FBI officials quoted in the story “cited their foreign policy differences” with Trump, “his lawful firing of bungling FBI Director James Comey, and alarm that he accurately revealed to the American public that he was told he wasn’t under investigation by the FBI, when they preferred to hide that fact,” senior editor Mollie Hemingway wrote for The Federalist.

The New York Times report “provides evidence of a usurpation of constitutional authority to determine foreign policy that belongs not with a politically unaccountable FBI but with the citizens’ elected president,” Hemingway wrote.

“For one of the nation’s largest newspapers to suggest that this makes the president – and not the FBI – look bad actually validates two of Trump’s biggest complaints: the media are hopelessly biased, and there really is a ‘deep state’ out to to overturn the 2016 election,” Hemingway wrote.

Mark Penn, a Democrat and former strategist for Bill and Hillary Clinton, wrote in an op-ed that the FBI and the Justice Department’s actions “appear to be wholly without justification – and were based instead on politically inspired emotion and hysteria.”

“I didn’t support Donald Trump, and there are lots of things he does I don’t support,” Penn wrote. “But the idea that he was the Manchurian candidate working for the Russians when he ran on an America First platform is patently ridiculous.”

Andrew McCarthy, a former federal prosecutor and senior fellow at the National Review Institute, said the only thing the report showed was that “the FBI, after over a year of investigation, simply went overt about something that had been true from the first.
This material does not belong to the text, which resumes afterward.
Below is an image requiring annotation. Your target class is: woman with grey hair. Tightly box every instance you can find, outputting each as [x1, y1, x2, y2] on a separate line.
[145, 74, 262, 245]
The investigation commenced during the 2016 campaign by the Obama administration – the Justice Department and the FBI – was always about Donald Trump.”

“The FBI and Justice Department settled on this novel and flawed legal theory: Even though the president has constitutional authority to fire subordinates and weigh in on investigations, he may somehow still be prosecuted for obstruction if a prosecutor concludes that his motive was improper,” McCarthy wrote. “The FBI, hot-headed over the director’s dismissal, concluded that this obstruction theory was a sound enough basis to go overt with the case on Trump they had actually been trying to make for many months.”

House Intelligence Committee Ranking Member Devin Nunes, California Republican, said in a statement: “This is yet more evidence that FBI leaders actually had no real evidence against the Trump team. Instead they were simply trying to undermine a president they didn’t like and avenge Comey’s firing. By relying on the Steele dossier – a fraudulent document funded by Democrats and based on Russian sources – FBI leaders were either complicit or too oblivious to notice they were being used in a disinformation operation by the Democratic Party and Russian operatives.”

Senate Judiciary Committee Chairman Lindsey Graham, South Carolina Republican, said he found the Times‘ report “astonishing” and said he would investigate.

“To me, it tells me a lot about the people running the FBI, McCabe and that crowd,” Graham said. “I don’t trust them as far as I can throw them. So, if this really did happen, Congress needs to know about it and what I want to do is make sure how could the FBI do that? What kind of checks and balances are there?”

Joel B. Pollak, senior editor-at-large at Breitbart News, noted that former Arkansas Gov. Mike Huckabee said the FBI’s leadership needed a “vacuum cleaner.”

“At this stage, that may be too little, too late. The FBI, as such, may never recover the public trust,” Pollak wrote. “The best solution may be to scrap the FBI and start fresh with a reorganized agency under a new name and with an improved commitment to neutrality and accountability.”